The fuelling is spot on. I experienced no glitches in delivery, whether I was on the motorway or trundling along back streets and country lanes.
My ride to Poole Quay saw me head from Peterborough, out west towards Northampton, then south through Oxford and down the A34 towards the M3 at Winchester. Sidewinds do whip around the bodywork and I did feel like the front end got a bit upset by this. A few times I had to clench and correct the path of the Pirelli Scorpion tyre up front. I tried ducking behind the screen, but that just made me feel uncomfortable.
Suspension on the Crossrunner is adjustable and unlike some of its competitors it’s not armed with electronic adjustment, so it’s a case of old school approach if you want to fiddle with your preload. I didn’t feel any need to tinker with it, so left it be.
I had never used a sat nav on a bike before, either, I like getting lost too much, but seeing that the Crossrunner had one I gave it a try. I wouldn’t rush to use one again, but that's just me.

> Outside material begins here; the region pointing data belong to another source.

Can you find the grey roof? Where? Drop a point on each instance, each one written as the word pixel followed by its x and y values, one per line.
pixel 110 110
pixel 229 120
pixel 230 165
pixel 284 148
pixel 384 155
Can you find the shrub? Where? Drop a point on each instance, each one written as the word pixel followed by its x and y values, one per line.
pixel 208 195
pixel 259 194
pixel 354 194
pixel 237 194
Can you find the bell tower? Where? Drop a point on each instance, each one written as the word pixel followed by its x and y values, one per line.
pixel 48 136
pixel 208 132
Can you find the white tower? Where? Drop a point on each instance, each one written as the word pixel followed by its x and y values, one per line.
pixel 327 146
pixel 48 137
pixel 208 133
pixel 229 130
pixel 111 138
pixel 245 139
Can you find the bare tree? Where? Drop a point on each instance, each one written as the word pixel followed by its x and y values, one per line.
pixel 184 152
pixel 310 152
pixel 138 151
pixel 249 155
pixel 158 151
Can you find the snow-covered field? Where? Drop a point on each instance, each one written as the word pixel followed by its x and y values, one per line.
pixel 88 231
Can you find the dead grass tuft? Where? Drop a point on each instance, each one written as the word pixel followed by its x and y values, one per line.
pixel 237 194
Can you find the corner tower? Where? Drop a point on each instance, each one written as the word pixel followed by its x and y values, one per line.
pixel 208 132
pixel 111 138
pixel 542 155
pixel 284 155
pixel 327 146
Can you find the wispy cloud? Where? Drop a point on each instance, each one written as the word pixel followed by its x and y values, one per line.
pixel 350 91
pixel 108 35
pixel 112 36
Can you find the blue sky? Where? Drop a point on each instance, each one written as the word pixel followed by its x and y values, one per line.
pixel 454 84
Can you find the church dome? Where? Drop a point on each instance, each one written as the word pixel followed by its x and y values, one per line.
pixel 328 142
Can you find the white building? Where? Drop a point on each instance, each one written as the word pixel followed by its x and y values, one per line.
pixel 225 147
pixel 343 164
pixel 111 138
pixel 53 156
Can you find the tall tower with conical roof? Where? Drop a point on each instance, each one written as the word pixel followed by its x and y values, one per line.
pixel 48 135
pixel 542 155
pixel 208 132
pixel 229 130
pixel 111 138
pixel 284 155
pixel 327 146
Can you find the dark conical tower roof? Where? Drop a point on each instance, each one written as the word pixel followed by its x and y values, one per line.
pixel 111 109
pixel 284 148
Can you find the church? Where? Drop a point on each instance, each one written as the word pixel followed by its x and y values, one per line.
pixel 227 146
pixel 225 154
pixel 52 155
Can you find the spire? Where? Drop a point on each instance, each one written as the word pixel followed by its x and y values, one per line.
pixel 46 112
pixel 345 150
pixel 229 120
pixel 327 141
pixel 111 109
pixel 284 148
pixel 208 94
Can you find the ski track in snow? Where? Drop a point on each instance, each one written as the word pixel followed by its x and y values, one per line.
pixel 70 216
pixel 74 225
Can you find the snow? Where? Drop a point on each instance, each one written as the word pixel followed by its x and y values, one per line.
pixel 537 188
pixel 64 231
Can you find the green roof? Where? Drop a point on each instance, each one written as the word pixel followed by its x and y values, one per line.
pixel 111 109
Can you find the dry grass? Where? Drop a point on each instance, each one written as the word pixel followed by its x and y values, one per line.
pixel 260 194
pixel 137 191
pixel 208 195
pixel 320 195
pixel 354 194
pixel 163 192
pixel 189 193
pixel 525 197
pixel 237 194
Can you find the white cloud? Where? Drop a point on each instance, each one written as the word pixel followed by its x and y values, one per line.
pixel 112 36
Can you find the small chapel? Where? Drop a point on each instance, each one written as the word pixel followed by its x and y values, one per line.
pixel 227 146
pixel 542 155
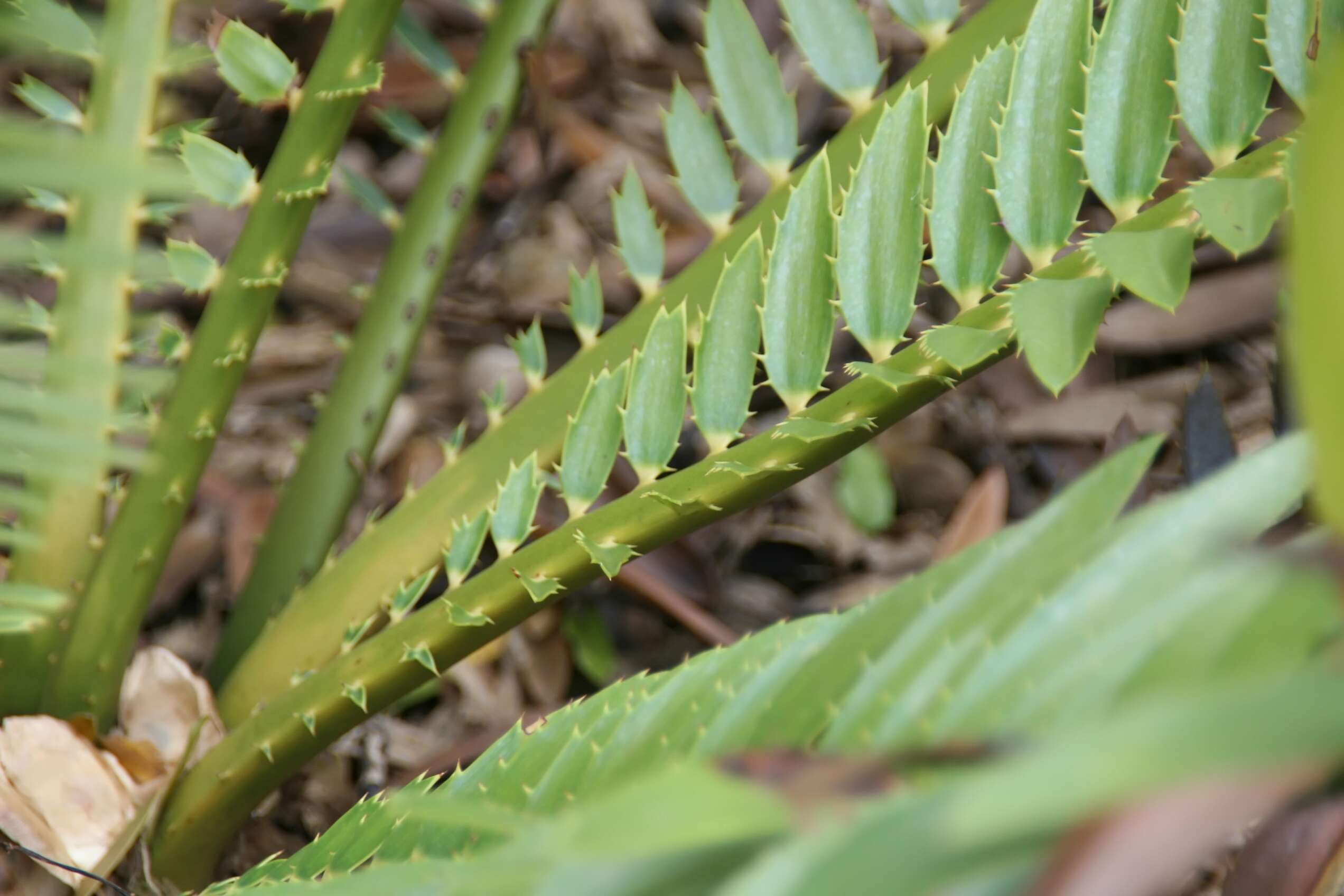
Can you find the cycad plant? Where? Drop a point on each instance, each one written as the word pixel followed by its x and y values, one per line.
pixel 1039 105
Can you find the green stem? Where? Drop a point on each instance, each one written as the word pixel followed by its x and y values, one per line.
pixel 295 726
pixel 105 628
pixel 90 320
pixel 318 498
pixel 203 813
pixel 310 630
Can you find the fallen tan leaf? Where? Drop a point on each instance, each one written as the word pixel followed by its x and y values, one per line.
pixel 77 790
pixel 982 512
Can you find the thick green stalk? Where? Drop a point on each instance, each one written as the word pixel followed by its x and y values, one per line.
pixel 218 795
pixel 90 319
pixel 318 498
pixel 105 628
pixel 295 726
pixel 308 633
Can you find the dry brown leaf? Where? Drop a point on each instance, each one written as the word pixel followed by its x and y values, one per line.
pixel 140 758
pixel 78 793
pixel 982 512
pixel 1296 853
pixel 63 797
pixel 162 701
pixel 1218 305
pixel 1148 848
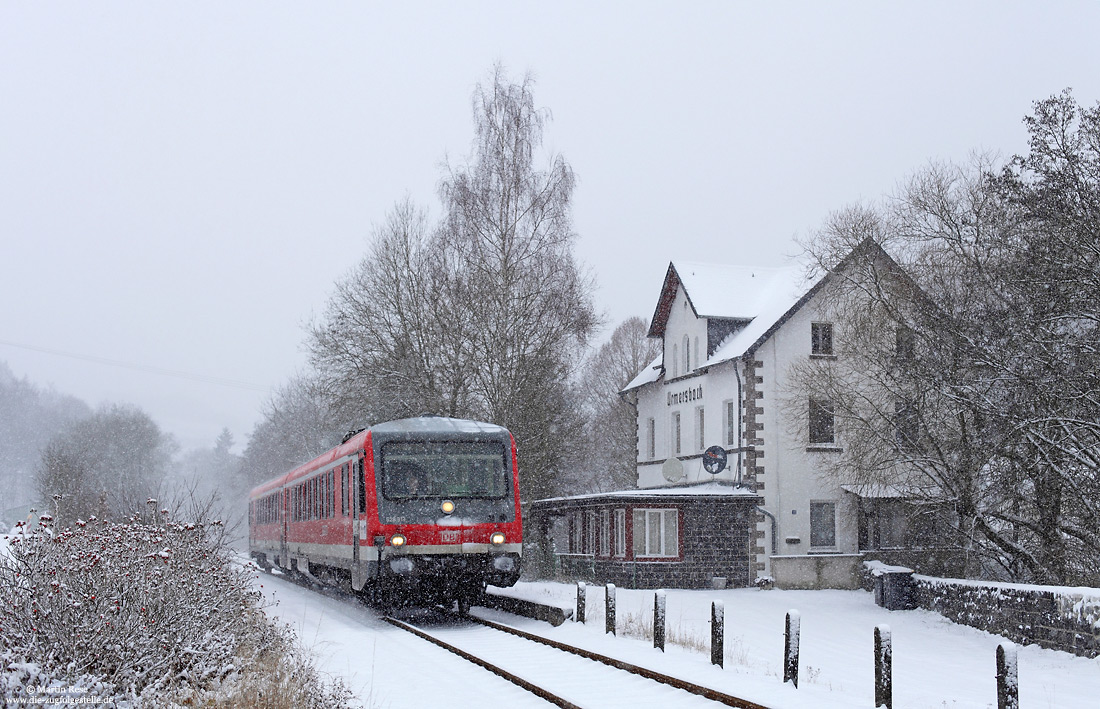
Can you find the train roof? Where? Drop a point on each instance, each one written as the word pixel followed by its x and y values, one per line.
pixel 415 427
pixel 436 424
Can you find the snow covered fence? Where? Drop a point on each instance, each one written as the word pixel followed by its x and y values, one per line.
pixel 791 647
pixel 717 633
pixel 1008 683
pixel 609 609
pixel 659 615
pixel 883 667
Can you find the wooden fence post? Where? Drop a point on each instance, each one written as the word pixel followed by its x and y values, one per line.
pixel 791 647
pixel 717 633
pixel 659 620
pixel 883 667
pixel 1008 679
pixel 609 609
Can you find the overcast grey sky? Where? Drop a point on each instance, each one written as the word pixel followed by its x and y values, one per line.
pixel 182 184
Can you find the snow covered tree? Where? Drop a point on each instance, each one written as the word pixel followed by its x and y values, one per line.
pixel 608 460
pixel 108 465
pixel 299 423
pixel 969 377
pixel 485 316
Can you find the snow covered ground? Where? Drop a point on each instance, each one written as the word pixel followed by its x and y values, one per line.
pixel 936 663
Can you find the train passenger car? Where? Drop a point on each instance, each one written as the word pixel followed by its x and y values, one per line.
pixel 425 509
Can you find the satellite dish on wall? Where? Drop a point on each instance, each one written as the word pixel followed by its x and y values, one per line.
pixel 714 460
pixel 673 469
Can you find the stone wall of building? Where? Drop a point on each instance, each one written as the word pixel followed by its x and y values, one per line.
pixel 716 541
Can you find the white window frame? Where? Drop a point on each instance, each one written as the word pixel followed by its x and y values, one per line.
pixel 590 532
pixel 576 539
pixel 605 532
pixel 666 542
pixel 817 546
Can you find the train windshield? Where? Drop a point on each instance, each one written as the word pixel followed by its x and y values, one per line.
pixel 443 468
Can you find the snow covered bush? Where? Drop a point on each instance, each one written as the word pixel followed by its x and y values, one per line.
pixel 146 613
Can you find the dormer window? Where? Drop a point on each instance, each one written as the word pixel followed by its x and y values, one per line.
pixel 821 339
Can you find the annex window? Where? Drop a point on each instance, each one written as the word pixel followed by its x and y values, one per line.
pixel 905 343
pixel 822 422
pixel 675 433
pixel 823 524
pixel 590 532
pixel 605 532
pixel 656 533
pixel 821 339
pixel 576 536
pixel 619 543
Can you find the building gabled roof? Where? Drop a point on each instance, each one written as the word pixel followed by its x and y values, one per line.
pixel 715 290
pixel 765 297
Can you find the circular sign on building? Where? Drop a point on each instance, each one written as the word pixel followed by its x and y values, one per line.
pixel 673 469
pixel 714 460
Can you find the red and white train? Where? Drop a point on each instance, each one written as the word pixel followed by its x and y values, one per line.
pixel 425 509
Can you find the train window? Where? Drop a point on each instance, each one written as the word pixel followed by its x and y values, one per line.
pixel 361 486
pixel 443 468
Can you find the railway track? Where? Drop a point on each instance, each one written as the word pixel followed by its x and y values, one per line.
pixel 561 674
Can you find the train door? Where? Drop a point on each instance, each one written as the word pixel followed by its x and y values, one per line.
pixel 284 557
pixel 358 574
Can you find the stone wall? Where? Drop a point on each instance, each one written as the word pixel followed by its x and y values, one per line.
pixel 716 539
pixel 1055 617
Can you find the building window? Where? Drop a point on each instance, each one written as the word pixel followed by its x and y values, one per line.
pixel 823 524
pixel 729 425
pixel 821 339
pixel 605 533
pixel 656 533
pixel 619 533
pixel 576 533
pixel 822 423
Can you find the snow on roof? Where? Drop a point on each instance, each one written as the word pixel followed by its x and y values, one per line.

Hitting the M27 I joined the hoards heading for the coast. The riding position gave me a commanding view of the day trippers in front. I love the captain sensible approach and with blokes on sports bikes whizzing by me, I can honestly say I wouldn’t have swapped saddles with any of them. I arrived at Poole Quay having done just under 200 miles, but with zero aches or pains.
The tank range is decent. I pulled over 240 miles from the tank of fuel. Having come to Poole for bike night I was about four hours too early, so after 20 minutes I decided to sack it off and head back. Tuesday night is also my local bike night at Hartford Marina, Huntingdon. I worked out I could get there by 6pm. Heading away from Poole, the Honda called upon its fans to cool the engine. With another tank of fuel we headed back north, the Crossrunner giving me another comfy ride (screen issues aside).
I don’t just like this bike, I love it. It’s a proper Honda. Built well with some nice detail touches that don’t do anything to add to your riding pleasure but make you smile, knowing that they are there, like the deep paint that sparkles in the sunshine. The jacked up adventure bike suspension adds to the sumptuous feel of the ride while the multi spoke alloy wheels look fab, as does the Pro Arm single sided swinger. The Tokico radial brakes up front offer good braking, with the ABS doing its bit when required.
The legendary V4 engine propelled me back to Huntingdon and I made it to Hartford by 6.30pm. I was too early again! Having done a 425 mile round trip I clocked up another 20 odd miles and headed for home.
Doing over 400 miles in one day isn’t something I do often enough and the Crossrunner would happily do this and more. I have done a few more miles since, and other than those broccoli issues the Honda Crossrunner is one of the best bikes I’ve ever ridden in the real world.
I had to work on my mount and dismount technique, the mixture of the high perch and top box limiting my leg swing, I eventually got my technique sorted. The Crossrunner offered me a superb seat with the additional comfort from the top box to rest against, despite there being no back rest pad it was really comfy.
The pegs are in a good spot too. I would happily jump back on a Crossrunner without any hesitation. Loved it.
Build quality, it’s a proper Honda.
MPG. The digital display informed me I managed a 58mpg on my 420 ride.
Clockset. Bit too fussy for me.
Switchgear. Please put the horn button back on the bottom.